Sanierung nicht mögich
Insolvente Biodata überträgt operatives Geschäft auf Tochter

Die Biodata Information Technology AG, Lichtenfels, will ihr operatives Geschäft auf eine 100-prozentige Tochtergesellschaft übertragen. Vorgesehen ist, die Muttergesellschaft durch Insolvenzplan und den Einstieg eines Finanzinvestors zu entschulden, heißt es in einer Ad-hoc-Mitteilung des Unternehmens vom Donnerstag.

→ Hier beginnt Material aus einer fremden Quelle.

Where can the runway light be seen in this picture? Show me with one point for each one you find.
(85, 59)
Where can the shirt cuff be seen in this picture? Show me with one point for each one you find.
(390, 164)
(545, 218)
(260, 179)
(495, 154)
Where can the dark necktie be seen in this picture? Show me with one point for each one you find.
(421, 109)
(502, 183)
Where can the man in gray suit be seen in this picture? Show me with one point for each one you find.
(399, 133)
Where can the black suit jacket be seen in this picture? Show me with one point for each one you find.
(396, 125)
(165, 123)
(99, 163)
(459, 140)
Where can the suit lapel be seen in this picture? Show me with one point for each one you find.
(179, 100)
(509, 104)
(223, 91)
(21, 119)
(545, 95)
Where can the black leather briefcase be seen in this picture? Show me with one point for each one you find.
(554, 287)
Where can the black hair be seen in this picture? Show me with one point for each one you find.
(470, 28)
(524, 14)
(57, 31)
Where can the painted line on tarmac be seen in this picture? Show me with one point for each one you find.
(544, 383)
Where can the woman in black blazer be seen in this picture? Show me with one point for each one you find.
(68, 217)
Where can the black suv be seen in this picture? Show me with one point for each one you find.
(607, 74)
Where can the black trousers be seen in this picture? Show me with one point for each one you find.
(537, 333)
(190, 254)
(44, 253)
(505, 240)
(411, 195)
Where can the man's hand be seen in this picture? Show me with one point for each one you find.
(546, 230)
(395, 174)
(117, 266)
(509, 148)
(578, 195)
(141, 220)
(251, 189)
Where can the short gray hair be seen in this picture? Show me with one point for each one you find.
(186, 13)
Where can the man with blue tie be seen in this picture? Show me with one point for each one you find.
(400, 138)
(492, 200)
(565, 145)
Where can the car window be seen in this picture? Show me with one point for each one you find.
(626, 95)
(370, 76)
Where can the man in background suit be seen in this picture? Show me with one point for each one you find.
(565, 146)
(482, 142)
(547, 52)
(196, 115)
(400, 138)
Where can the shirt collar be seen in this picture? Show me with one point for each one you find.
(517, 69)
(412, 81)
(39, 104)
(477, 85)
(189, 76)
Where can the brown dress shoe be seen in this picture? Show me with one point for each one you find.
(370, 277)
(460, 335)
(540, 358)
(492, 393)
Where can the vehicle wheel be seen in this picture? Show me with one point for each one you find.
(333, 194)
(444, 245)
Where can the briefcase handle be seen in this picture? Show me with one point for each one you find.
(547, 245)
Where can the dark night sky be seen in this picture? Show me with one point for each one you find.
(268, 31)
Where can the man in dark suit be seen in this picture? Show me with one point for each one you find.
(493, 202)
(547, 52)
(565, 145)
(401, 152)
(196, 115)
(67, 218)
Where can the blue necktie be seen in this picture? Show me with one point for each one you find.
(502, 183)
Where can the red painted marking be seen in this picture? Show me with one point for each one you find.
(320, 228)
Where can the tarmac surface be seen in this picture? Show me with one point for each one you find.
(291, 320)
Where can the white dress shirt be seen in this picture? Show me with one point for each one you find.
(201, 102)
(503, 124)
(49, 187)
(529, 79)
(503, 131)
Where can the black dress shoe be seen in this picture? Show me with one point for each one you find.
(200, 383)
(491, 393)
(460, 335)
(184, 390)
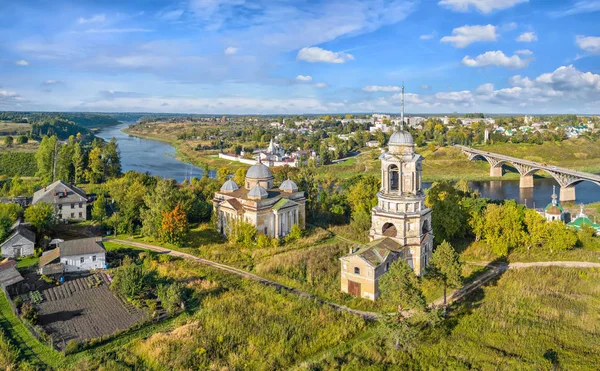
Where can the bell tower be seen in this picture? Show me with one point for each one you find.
(401, 213)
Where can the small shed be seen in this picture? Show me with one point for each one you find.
(21, 242)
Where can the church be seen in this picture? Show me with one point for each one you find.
(272, 210)
(400, 223)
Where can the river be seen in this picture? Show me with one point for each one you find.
(154, 157)
(151, 156)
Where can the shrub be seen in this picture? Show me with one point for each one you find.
(29, 312)
(71, 347)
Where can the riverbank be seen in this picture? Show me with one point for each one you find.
(185, 152)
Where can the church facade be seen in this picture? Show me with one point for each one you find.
(272, 210)
(400, 223)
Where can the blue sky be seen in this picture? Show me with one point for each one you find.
(285, 56)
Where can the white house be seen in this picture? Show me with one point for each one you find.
(21, 242)
(70, 201)
(79, 255)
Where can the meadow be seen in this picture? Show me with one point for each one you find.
(537, 318)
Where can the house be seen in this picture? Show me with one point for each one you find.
(272, 210)
(9, 274)
(362, 268)
(21, 242)
(582, 220)
(79, 255)
(70, 201)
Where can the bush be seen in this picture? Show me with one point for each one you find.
(71, 347)
(29, 312)
(170, 296)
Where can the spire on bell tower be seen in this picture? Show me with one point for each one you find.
(402, 109)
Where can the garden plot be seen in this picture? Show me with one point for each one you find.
(84, 309)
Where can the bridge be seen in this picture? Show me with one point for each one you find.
(566, 178)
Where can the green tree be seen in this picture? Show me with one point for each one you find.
(95, 170)
(445, 267)
(112, 158)
(99, 208)
(45, 159)
(78, 163)
(503, 227)
(41, 215)
(400, 287)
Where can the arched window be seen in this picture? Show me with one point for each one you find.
(393, 176)
(389, 230)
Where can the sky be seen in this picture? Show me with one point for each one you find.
(300, 57)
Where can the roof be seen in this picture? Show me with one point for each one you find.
(258, 192)
(20, 230)
(400, 137)
(229, 186)
(288, 186)
(259, 171)
(376, 252)
(9, 274)
(55, 193)
(49, 257)
(81, 246)
(582, 221)
(554, 209)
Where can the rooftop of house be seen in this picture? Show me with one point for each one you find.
(376, 252)
(59, 192)
(83, 246)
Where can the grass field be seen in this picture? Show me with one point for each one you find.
(537, 318)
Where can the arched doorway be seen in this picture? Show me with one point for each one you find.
(394, 177)
(389, 230)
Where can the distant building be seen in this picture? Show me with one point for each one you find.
(400, 226)
(21, 242)
(70, 201)
(582, 221)
(80, 255)
(273, 211)
(554, 210)
(9, 274)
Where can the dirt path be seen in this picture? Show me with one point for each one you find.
(245, 274)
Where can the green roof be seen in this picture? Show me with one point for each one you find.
(283, 203)
(582, 221)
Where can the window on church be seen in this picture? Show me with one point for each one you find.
(393, 174)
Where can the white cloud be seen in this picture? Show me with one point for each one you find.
(304, 78)
(590, 44)
(315, 54)
(484, 6)
(380, 88)
(495, 58)
(465, 35)
(230, 50)
(527, 37)
(526, 52)
(582, 6)
(117, 30)
(171, 15)
(95, 19)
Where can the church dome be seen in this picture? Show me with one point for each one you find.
(229, 186)
(288, 186)
(259, 171)
(400, 138)
(257, 192)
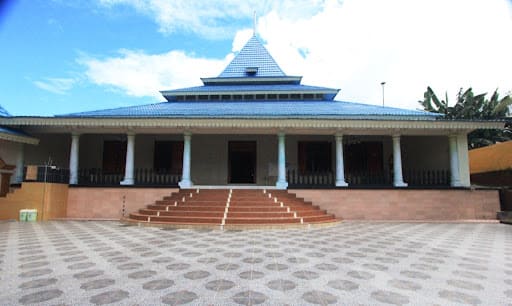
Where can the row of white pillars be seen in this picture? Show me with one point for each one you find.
(281, 183)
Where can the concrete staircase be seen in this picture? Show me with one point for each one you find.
(231, 208)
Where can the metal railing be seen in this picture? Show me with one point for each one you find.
(142, 177)
(414, 178)
(320, 179)
(427, 177)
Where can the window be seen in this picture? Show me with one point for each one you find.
(314, 157)
(168, 157)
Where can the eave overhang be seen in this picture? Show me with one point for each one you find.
(18, 138)
(250, 123)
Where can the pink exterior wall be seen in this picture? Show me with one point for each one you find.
(395, 204)
(107, 203)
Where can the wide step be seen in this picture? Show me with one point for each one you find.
(231, 208)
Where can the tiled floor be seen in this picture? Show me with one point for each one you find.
(76, 263)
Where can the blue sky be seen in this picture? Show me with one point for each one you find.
(68, 56)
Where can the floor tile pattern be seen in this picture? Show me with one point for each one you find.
(101, 263)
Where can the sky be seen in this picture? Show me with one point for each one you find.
(65, 56)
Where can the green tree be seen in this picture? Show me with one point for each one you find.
(474, 107)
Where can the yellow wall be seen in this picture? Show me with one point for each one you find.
(49, 199)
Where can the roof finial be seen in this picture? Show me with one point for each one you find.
(254, 24)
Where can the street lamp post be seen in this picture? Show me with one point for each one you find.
(383, 83)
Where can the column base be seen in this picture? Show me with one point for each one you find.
(185, 184)
(282, 185)
(341, 184)
(400, 184)
(456, 184)
(126, 182)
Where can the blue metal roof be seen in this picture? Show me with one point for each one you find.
(260, 109)
(5, 130)
(252, 55)
(249, 88)
(3, 112)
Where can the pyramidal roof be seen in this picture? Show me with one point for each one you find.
(253, 60)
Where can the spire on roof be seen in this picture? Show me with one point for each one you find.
(252, 61)
(3, 112)
(254, 24)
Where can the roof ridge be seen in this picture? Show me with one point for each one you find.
(253, 55)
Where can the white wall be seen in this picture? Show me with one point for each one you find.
(9, 152)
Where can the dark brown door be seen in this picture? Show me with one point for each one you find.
(242, 162)
(168, 157)
(114, 157)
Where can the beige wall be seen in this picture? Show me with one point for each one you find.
(392, 204)
(51, 146)
(425, 152)
(49, 199)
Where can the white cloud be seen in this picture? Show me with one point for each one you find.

vwd LICHTENFELS. Eine Sanierung der Biodata sei nach Aussagen des vorläufigen Insolvenzverwalters Fritz Westhelle (Kassel) ohne eröffnetes Insolvenzverfahren indes nicht möglich.

Überdies benötige das IT-Sicherheitsunternehmen den Einstieg eines Finanzinvestors, um den Insolvenzplan erfolgreich durchzuführen. Wichtig sei dafür ein Kapitalschnitt. Dies soll einem Investor die Möglichkeit eröffnen, eine Aktienmehrheit an dem dann entschuldeten Unternehmen zu erlangen. Schnelle Lösungen sind nach Angaben Westhelles ebenso erforderlich, um wichtige Mitarbeiter im Unternehmen zu halten und das operative Geschäft weiterzuführen. Im Einvernehmen mit Vorstand und Aufsichtsrat sei geplant, Teile des operativen Geschäfts in den nächsten Tagen auf eine Tochtergesellschaft zu übertragen. Sitz dieser Tochterfirma werde Dresden sein, Kernprodukte seien Verschlüsselungslösungen.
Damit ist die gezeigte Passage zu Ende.